If you are ever in the area, it’s a worthwhile visit to see the views from the lookout area before you drive across the dam – more photos posted below – but for now, I’m interested in the fish that I could see. Most people that know me know that for most of my life, I have been an avid angler – although in the past 20 years, it’s been primarily fly fishing. I am not sure if fly fishing is popular in Greece – I have not seen anyone doing it, but sometimes I regret I did not bring my fly fishing gear with me. Although, I’d have to find out about Greek fishing regulations first.
The dam is really interesting to see – it’s very narrow and there is only one lane of traffic that can cross it. There are traffic lights on either side to control the vehicular traffic, although I’m lead to believe these did not always exist, and one can imagine the conflicts that might have occurred when one driver wanted to reach the other side, meeting a vehicle coming from the opposite direction.
Anyhow, we stopped on the one side where there was some limited parking available for those that wanted to see the views of Lake Marathon and the dam itself. I’m glad that I had my Nikon D7000 camera with me to take photos. While looking at the lake, I noticed that there were quite a number of fish near the surface of the water close by to the dam. I wondered what kind of fish they could be and if I did have fishing gear with me, if it would have been legal or even worthwhile to cast a line to them.

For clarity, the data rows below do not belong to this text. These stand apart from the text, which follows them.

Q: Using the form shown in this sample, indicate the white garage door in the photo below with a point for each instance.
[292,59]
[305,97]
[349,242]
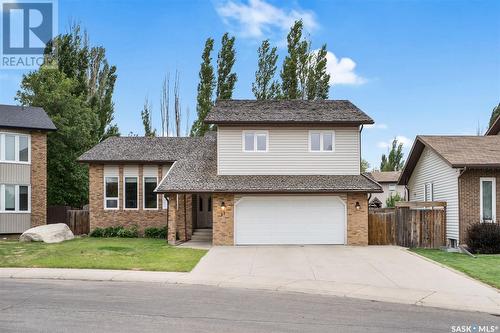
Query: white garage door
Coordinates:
[290,220]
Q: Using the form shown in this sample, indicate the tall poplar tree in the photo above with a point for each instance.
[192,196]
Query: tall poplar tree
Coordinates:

But I could not do that, so the next best thing was to take photos of them, if possible. To give some perspective, the water level is a good distance down from where I was standing – so these are not some small fish. Of course, they are not massive either, but are good sized fish that would probably put up a good fight on a rod and reel. Estimating distances as well as lengths is not one of my strong points, but I’d say that some of these fish looked to be at least 16″ long or more. For better reference, the image above was taken with the Nikon and a lens at a zoom of 105mm – the original photograph was 3527 X 1960 pixels and I cropped quite a bit out of the image before shrinking it to 1000 X 437.
Curious when we got home, I did some googling about freshwater fish in Greece. I could not find any references to fish that make Lake Marathon home, but I did come across blog post by Dr. Zogaris who writes about “conservation science, natural history and nature travel.”

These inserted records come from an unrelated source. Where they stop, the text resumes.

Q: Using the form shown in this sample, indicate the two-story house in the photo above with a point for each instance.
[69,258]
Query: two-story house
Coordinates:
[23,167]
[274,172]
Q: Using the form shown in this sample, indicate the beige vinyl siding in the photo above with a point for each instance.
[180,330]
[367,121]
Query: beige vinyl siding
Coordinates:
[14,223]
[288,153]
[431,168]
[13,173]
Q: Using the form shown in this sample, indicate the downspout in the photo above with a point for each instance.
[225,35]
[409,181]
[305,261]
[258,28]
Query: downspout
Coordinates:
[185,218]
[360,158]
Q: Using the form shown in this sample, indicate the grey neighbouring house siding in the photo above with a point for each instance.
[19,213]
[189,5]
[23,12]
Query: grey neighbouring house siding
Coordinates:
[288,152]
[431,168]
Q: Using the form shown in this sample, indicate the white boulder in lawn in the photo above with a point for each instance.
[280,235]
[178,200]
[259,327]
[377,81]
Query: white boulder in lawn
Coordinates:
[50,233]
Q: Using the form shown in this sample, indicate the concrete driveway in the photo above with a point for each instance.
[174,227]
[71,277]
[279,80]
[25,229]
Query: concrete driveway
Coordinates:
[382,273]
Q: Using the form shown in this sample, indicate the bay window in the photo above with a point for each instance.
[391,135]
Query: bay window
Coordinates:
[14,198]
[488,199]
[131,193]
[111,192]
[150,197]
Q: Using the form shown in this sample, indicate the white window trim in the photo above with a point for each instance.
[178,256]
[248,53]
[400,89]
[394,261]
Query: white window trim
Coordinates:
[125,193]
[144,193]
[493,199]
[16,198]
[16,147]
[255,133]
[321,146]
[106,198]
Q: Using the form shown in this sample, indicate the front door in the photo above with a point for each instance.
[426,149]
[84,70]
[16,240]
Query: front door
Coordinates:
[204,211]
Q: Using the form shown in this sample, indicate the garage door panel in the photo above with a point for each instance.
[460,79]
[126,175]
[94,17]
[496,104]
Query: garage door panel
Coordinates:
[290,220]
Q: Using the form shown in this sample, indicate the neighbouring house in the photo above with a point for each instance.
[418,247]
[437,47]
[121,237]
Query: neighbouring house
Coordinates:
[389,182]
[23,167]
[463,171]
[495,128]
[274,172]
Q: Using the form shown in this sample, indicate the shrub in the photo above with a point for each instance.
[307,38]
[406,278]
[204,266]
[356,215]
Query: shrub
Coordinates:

In this post, Dr. Zogaris writes about a trip to a “secret lake” near Athens that was created as a water reservoir. There, Dr. Zogaris took photos of both Greek Rudd and Greek Barbel fish. In comparing my photos to those on Athens Nature Journal blog, I am still not sure what I was seeing in Lake Marathon. My photos are very similar to the fish in the photo of the Greek Rudd in the water. But I suppose they could also be Greek Barbel. Whatever my photos are of, the fish are quite large so hopefully someone who is familiar with fish in Greece might be able to help out to identify the fish I was observing in Lake Marathon.